# question regarding your lfs



## west (Feb 26, 2011)

Okay question for you guys. When you buy corals that are attached to a piece of live rock, do you guys inspect the rock for nuisance algae such as hair, bubble or anything you don't want in your tank? 

The reason why I ask is because the lfs that I frequent has a terrible bubble algae problem. I mean literally you can find hundreds and thousands of bubble algae in their tanks. I bought a piece of coral and I end up just cutting it out of the live rock cause the rock had a lot of bubble algae and hair algae. Am I being too anal about this? I just don't want it spread all over my tank. Is it normal for your lfs to have massive nuisance algae problems?


----------



## J_T (Mar 25, 2011)

Well, its a tough call.

IMO, bubble algae is pretty easy to deal with. So, I would look at that live rock, and keep it! 

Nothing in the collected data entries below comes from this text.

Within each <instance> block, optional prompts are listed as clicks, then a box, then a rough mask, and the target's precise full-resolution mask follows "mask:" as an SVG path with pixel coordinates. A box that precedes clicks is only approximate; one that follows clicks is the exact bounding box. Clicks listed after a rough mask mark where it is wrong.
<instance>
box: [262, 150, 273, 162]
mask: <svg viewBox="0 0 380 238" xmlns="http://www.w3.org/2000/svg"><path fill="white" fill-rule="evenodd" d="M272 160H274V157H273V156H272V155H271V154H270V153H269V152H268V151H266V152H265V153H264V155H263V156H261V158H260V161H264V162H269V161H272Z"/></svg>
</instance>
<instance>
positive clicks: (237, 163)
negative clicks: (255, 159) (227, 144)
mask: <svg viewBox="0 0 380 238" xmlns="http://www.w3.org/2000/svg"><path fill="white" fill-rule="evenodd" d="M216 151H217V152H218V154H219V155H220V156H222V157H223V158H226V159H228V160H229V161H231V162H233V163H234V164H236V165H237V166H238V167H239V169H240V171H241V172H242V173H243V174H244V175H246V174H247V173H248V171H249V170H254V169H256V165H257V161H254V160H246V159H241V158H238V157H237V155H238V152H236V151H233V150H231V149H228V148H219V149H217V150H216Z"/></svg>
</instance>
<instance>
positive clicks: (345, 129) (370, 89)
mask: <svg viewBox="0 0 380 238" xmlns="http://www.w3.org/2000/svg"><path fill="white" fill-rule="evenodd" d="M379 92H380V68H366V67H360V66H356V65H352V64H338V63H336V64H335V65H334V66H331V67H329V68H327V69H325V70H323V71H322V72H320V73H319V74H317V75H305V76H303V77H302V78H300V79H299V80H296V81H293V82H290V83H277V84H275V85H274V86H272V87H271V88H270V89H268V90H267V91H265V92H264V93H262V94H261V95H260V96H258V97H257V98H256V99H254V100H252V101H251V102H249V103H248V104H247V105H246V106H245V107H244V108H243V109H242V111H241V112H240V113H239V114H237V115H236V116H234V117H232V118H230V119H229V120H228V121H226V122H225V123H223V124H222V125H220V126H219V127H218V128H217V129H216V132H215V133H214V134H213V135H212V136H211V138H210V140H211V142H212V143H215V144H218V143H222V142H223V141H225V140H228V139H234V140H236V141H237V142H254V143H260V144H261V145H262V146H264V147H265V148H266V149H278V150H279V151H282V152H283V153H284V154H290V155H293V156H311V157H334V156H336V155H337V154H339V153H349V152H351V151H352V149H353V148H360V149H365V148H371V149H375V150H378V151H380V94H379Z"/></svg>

That is 100% live rock (providing it was really live rock, and not man made and the coral was farmed....) You just don't get rock like that anymore! There is so much good on the rock that I would be keeping it as alive as I could!

Some of the best rock I have seen lately is at Reef Boutique. Colin brings it in fresh, air shipment. While yes, its dry rock dumped into the ocean, then harvested at a later time, it is still some of the nicest rock I have seen in a long time.


----------



## altcharacter (Jan 10, 2011)

I don't know about your regime with new additions to the tank but myself, I dip it in ReVive for 15 minutes then take a toothbrush and clean off the live rock that the piece sits on. I've heard way to many nightmare stories of people dealing with nudi's and other nasties to even take a chance. 

But like J_T says, you can't beat free live rock


----------